A man who had seen quite a bit of humanity at both its lowest and highest points during World War II in Italy, Roberto Rossellini is still largely thought of as a neorealist filmmaker due to his first three narrative films and his initial background in documentaries. However, he also branched out into other areas including period pieces, thrillers, and television biographies. However, the combination of genres here may have been too much for him, as the filmmaker essentially abandoned the project before completion in 1948, leaving it to be completed without his participation and released four years later. For decades the film languished as an obscure footnote in the director's career, resurfacing very rarely and even being considered lost until its festival revivals in 2011 and 2012.

Seen today, the film's placement in Rossellini's career is a bit revelatory; it was the first film he shot after the completion of his famed neorealist trilogy, with Germany Year Zero (1948) forming the final chapter. In fact, after working on this film in 1948 he wouldn't complete another entire feature by himself until two years later with the release of the far more famous The Flowers of St. Francis and Stromboli (1950), both of which are far more straightforward dramatic pieces. In fact, Rossellini never explored his affinity for outright comedy so completely again; however, he shows as much skill for it here as many of his contemporaries like Vittorio De Sica and manages to include a consistent helping of social commentary aimed at both Italian citizens, officials, and even American tourists in one of the most outlandish highlights.

Having proven his propensity for working with professional actors as well as amateur ones, Rossellini moved on from this film to his more renowned collaborations with Bergman and the aforementioned historical films, all of which are considered important cycles in his career.

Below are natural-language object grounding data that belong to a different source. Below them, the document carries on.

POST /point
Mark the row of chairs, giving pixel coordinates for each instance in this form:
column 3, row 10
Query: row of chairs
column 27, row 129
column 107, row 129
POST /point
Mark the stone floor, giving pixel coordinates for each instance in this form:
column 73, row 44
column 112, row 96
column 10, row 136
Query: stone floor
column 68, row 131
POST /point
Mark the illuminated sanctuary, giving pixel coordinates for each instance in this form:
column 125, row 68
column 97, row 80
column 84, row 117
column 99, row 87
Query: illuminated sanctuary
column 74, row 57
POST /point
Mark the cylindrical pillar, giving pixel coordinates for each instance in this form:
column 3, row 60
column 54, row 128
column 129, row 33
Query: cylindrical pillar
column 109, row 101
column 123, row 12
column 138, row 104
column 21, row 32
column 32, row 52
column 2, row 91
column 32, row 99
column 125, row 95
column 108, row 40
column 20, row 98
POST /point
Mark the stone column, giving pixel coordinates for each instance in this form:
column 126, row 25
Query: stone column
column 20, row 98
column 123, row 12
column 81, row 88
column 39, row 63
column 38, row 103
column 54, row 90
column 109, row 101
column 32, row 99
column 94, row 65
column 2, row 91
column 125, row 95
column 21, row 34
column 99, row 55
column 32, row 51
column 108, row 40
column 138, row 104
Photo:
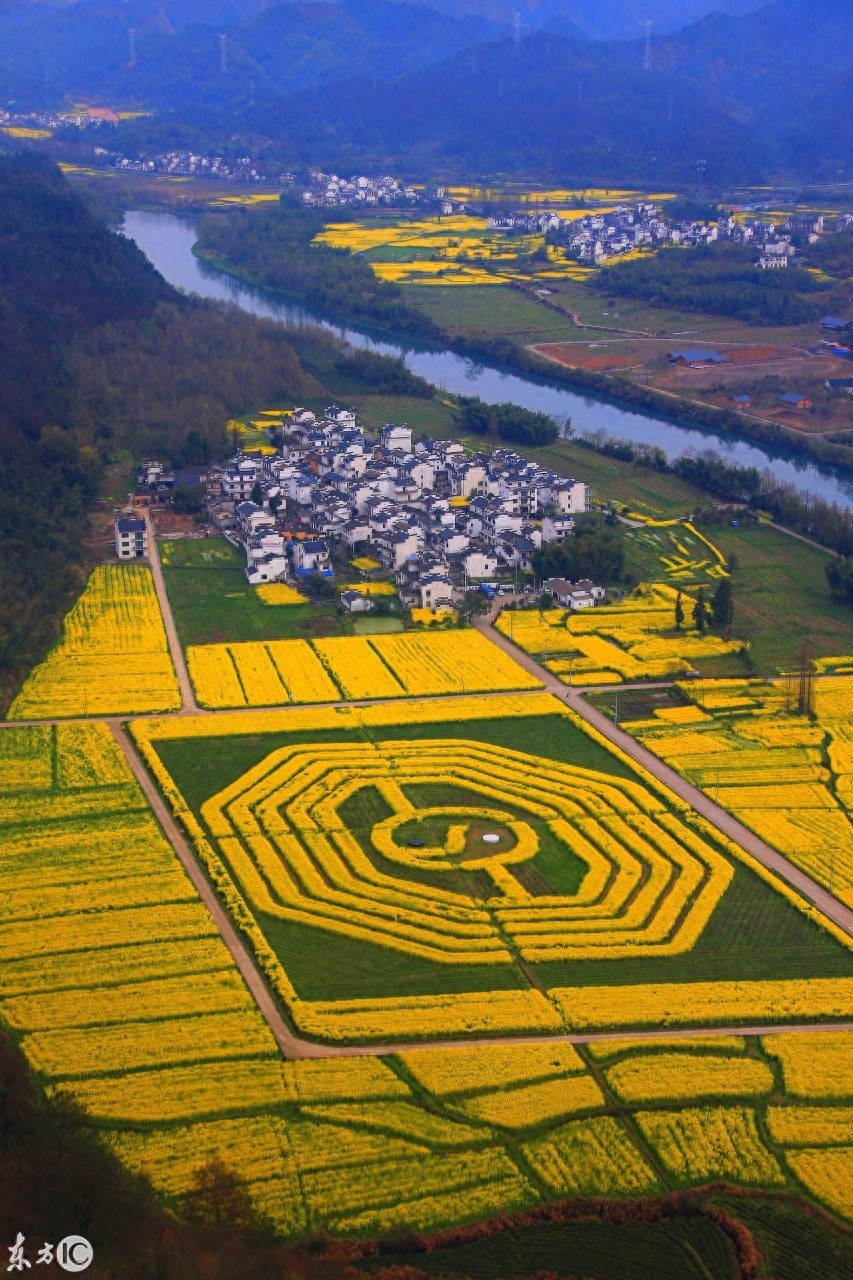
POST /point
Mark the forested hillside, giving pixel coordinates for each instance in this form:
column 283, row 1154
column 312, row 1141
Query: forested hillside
column 389, row 83
column 96, row 351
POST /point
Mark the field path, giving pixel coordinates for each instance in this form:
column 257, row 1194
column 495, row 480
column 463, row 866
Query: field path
column 288, row 1043
column 178, row 662
column 721, row 818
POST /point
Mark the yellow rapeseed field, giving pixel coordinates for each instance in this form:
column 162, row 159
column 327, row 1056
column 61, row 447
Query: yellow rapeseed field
column 787, row 777
column 634, row 639
column 708, row 1143
column 112, row 658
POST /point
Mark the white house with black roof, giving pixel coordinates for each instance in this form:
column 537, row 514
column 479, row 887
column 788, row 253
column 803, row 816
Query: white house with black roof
column 131, row 538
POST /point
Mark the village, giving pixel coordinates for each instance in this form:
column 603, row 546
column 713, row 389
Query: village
column 430, row 513
column 603, row 236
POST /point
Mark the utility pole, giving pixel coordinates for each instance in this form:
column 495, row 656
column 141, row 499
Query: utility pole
column 806, row 673
column 647, row 46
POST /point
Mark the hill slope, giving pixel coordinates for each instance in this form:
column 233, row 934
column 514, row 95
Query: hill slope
column 96, row 350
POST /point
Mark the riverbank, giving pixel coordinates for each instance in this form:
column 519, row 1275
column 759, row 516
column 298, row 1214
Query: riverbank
column 667, row 407
column 167, row 240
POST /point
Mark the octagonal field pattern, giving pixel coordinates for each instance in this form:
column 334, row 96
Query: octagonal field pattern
column 648, row 883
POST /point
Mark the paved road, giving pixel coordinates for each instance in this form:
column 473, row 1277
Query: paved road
column 721, row 819
column 290, row 1045
column 185, row 684
column 801, row 538
column 295, row 1046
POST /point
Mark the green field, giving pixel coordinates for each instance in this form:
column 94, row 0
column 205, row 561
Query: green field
column 682, row 1248
column 495, row 310
column 794, row 1243
column 755, row 932
column 213, row 603
column 781, row 597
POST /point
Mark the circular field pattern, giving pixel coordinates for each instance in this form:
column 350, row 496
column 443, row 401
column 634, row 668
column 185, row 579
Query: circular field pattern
column 647, row 882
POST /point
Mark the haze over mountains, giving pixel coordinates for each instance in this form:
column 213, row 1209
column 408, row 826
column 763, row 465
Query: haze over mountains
column 751, row 91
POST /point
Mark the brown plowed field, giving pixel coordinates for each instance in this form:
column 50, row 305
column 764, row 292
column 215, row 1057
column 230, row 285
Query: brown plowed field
column 578, row 355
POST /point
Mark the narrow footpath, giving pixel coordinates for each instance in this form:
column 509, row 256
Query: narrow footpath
column 721, row 818
column 178, row 662
column 296, row 1047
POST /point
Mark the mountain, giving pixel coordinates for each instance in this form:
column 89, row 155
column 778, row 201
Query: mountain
column 383, row 82
column 616, row 19
column 188, row 51
column 729, row 90
column 96, row 351
column 551, row 106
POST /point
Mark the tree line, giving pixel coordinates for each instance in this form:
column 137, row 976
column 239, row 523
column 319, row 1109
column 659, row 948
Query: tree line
column 720, row 279
column 826, row 522
column 506, row 421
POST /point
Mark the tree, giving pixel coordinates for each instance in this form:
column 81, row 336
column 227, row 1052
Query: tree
column 839, row 575
column 473, row 604
column 723, row 604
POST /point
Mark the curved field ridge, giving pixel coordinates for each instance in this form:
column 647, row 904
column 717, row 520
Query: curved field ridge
column 649, row 885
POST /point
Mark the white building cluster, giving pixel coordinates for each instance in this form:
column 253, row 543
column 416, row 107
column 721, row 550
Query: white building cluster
column 434, row 515
column 328, row 191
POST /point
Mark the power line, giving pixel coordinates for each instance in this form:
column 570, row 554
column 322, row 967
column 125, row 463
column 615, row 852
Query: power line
column 647, row 46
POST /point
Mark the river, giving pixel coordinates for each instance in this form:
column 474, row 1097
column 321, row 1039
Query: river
column 168, row 240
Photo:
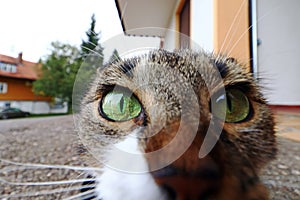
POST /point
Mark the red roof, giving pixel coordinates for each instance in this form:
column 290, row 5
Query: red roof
column 25, row 69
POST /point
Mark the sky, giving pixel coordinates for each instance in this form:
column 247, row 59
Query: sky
column 30, row 26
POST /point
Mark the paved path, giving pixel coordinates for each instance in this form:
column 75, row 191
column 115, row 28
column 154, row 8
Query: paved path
column 51, row 140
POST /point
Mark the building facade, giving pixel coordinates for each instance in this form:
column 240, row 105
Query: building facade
column 16, row 79
column 263, row 35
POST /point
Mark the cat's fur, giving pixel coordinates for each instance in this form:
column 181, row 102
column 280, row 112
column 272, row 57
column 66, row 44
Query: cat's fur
column 158, row 79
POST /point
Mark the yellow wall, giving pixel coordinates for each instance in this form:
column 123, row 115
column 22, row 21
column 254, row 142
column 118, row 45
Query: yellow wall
column 231, row 29
column 21, row 90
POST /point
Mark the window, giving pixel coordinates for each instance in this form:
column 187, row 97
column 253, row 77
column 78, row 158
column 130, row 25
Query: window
column 7, row 67
column 3, row 88
column 184, row 24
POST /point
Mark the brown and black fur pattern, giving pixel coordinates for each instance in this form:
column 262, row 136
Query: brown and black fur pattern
column 231, row 170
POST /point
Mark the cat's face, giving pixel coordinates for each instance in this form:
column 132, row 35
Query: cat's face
column 199, row 123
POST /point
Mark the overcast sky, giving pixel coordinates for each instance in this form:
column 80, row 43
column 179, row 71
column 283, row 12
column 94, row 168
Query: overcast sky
column 30, row 26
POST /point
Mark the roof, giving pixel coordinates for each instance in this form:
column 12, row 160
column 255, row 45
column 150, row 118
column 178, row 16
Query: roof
column 25, row 69
column 137, row 15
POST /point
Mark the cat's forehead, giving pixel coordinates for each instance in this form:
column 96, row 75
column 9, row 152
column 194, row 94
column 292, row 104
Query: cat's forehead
column 162, row 67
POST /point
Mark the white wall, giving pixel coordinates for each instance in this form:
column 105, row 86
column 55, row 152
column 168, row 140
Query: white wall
column 202, row 24
column 278, row 55
column 35, row 107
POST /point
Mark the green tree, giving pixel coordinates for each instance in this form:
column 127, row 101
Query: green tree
column 114, row 56
column 91, row 45
column 58, row 72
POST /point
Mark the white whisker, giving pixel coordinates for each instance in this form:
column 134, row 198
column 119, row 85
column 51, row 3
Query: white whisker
column 45, row 183
column 87, row 194
column 243, row 34
column 46, row 192
column 52, row 166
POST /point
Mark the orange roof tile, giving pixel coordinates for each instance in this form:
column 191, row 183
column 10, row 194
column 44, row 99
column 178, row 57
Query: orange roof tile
column 25, row 69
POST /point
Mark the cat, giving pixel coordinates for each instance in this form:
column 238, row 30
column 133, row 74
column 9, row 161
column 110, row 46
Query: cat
column 176, row 125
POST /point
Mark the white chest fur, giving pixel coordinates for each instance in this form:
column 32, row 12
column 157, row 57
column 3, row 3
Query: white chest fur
column 116, row 185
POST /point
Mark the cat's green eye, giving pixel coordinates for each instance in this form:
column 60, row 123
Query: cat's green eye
column 234, row 108
column 120, row 106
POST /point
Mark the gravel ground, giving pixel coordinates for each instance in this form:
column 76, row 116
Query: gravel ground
column 52, row 141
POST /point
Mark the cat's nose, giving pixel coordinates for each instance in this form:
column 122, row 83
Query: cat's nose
column 182, row 186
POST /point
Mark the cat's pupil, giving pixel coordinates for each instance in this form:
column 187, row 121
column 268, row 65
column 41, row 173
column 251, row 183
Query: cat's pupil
column 122, row 104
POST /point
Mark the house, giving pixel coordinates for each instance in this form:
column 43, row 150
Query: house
column 16, row 78
column 262, row 34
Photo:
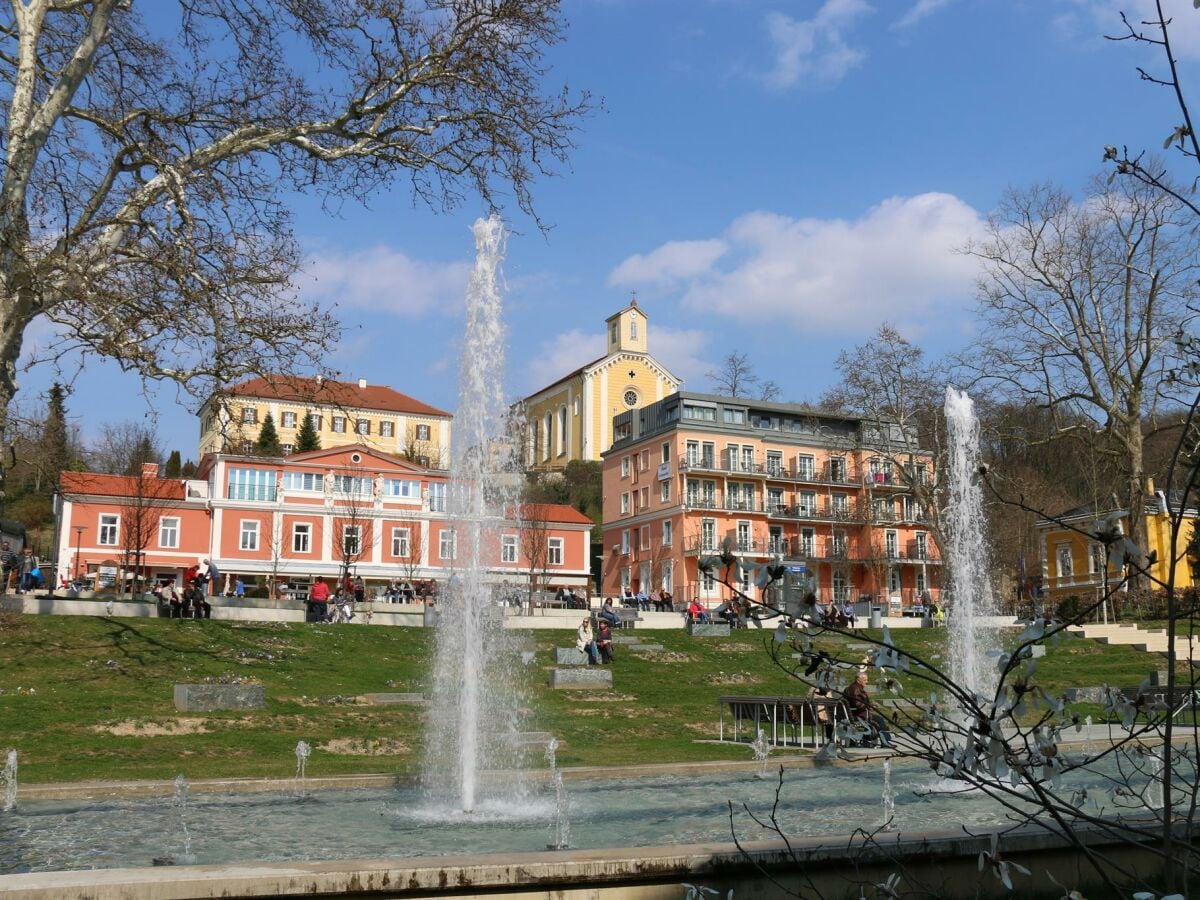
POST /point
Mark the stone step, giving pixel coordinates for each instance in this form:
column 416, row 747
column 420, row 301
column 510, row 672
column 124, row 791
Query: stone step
column 589, row 678
column 697, row 629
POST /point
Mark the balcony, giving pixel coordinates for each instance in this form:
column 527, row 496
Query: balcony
column 814, row 511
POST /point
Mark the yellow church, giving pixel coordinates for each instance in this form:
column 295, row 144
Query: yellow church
column 571, row 419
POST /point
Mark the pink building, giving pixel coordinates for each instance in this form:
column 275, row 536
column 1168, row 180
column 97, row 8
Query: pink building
column 780, row 480
column 292, row 519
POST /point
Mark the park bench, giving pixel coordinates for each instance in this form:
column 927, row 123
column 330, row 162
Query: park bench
column 749, row 714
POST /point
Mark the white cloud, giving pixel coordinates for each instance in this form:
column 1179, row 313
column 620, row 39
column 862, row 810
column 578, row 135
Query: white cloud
column 837, row 276
column 815, row 48
column 559, row 355
column 669, row 264
column 919, row 10
column 681, row 349
column 385, row 280
column 1103, row 17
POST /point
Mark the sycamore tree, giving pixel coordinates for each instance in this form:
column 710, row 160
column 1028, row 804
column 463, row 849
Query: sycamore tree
column 149, row 150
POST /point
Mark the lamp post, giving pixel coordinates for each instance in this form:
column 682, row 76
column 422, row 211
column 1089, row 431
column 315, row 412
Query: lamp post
column 79, row 531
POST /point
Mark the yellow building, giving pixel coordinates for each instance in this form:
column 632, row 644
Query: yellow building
column 571, row 419
column 342, row 412
column 1073, row 562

Interestingly, Rossellini never again returned so forcefully to the idea of the camera - be it for still photography or shooting motion pictures - as a potent social force, with its ability to "kill" in many ways prefiguring the "mondo" reality craze that would sweep through Italy in the following two decades thanks to Mondo Cane (1962) and its progeny. This film may have been too minor to be considered influential, but despite its lighthearted and fantastic aspects, one can find traces of its themes in later films ranging from Michael Powell's Peeping Tom (1960) to Michelangelo Antonioni's Blow-Up (1966), Paolo Cavara's The Wild Eye (1967), and numerous films by Brian De Palma, among others. Rossellini's supernatural farce isn't as significant as some of those, of course, but it would make an oddly appropriate double feature with any of them.